Reinventing wheels: A better, sliding-matrix diff algorithm

A week ago, I posted about a simple diff algorithm which works, produces tolerable results, but is ultimately a toy. I wanted an algorithm that produces excellent results while keeping consistent worst-case performance.

I didn't want to implement the Myers algorithm because:
  • I find it hard to understand. I'd need a better understanding to implement it.
  • It uses recursion. This is unfit for production. I would need to understand the algorithm even better to fix this.
  • It has worst-case performance O(NM). This is unfit for production. I would need to understand it completely, inside-out, to figure out how to implement a compromise between optimality and performance.
  • My capable colleague already attempted all of the above, suggesting a different approach is worthwhile.
I was inspired by this excellent visualization from Robert Elder's page about the Myers diff:


I built on the core idea from my simple diff, the unique unit map, to devise a sliding matrix algorithm:
  • Instead of a full matrix like above, it calculates a partial matrix along a diagonal, where an optimal solution is likely. The maximum width of the matrix is easily tunable at run-time as a quality/performance tradeoff.
  • The most desirable path through the matrix is calculated from the bottom-right corner, working left and up toward the start. Once the top-left corner is reached, the algorithm simply follows the calculated best path.
  • Since the sliding matrix has limited width, performance is linear at O(max(N,M)) for large inputs.
  • Any units (lines) that appear only in one of the inputs are trivially excluded and are treated as attachments to axis units. The matrix focuses on the real problem, which is how to match up the units that are present in both inputs.
  • Calculating the matrix makes it easy to take preferences into account, for example a preference to group additions and removals together, rather than having them alternate. These preferences can be easily tweaked at run-time.

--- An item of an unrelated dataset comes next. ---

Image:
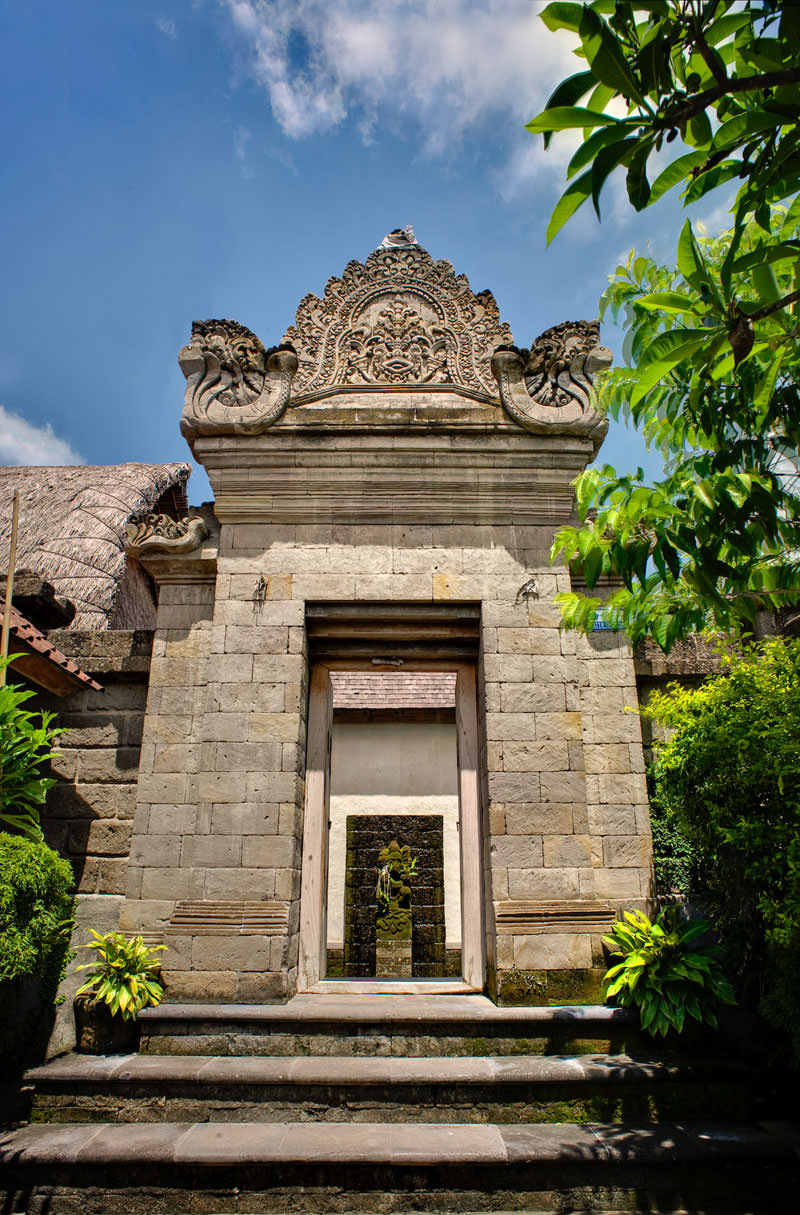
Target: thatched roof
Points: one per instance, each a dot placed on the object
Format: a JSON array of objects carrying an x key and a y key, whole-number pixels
[{"x": 72, "y": 531}]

The C++ implementation takes 0.2 seconds to compare two 8 MB inputs, each with 100,000 lines. The corresponding memory requirement is 40 MB. This performance is representative and cannot be substantially worsened by finding special, contrived inputs. Such contrived inputs would instead worsen the quality of the solution found.

I published the implementation under a MIT license as part of Atomic. The following are the most relevant files:

AtDiff.h – header
AtDiff.cpp – implementation
AutDiff.cpp – test harness

The implementation does need the rest of Atomic to build as-is, but anyone who wants to can adapt it.

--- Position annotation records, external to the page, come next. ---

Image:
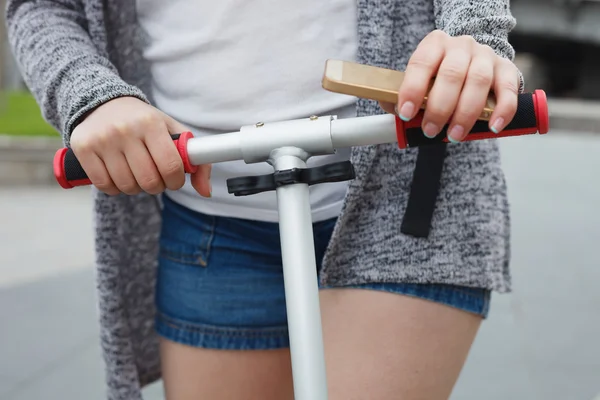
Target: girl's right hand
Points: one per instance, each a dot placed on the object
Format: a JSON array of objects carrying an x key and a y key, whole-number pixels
[{"x": 125, "y": 146}]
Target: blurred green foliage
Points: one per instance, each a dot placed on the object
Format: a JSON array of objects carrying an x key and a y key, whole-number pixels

Edit: As of November 17, 2019, this now implements the Myers algorithm, which is more effective, more efficient, and more straightforward. The new implementation has no need of the nifty HTML debug output, as well as most of the other toggles and switches. I continue to discuss the previous implementation below.

Example of the algorithm at work

Command line - using toy settings for demonstration:
AtUnitTest.exe diff -s xabcdefghijklmnopqrstuvwxyzb
    yabcdopqrstghijklmnefuvwxwvutsrqponyza
    -fmc 400 -smw 20 -pns -dbg diff.html
This does the following:
  • -s ("simple") diffs the strings provided on the command line, pretending each letter is a line. Otherwise, the main input parameters would be paths to input files.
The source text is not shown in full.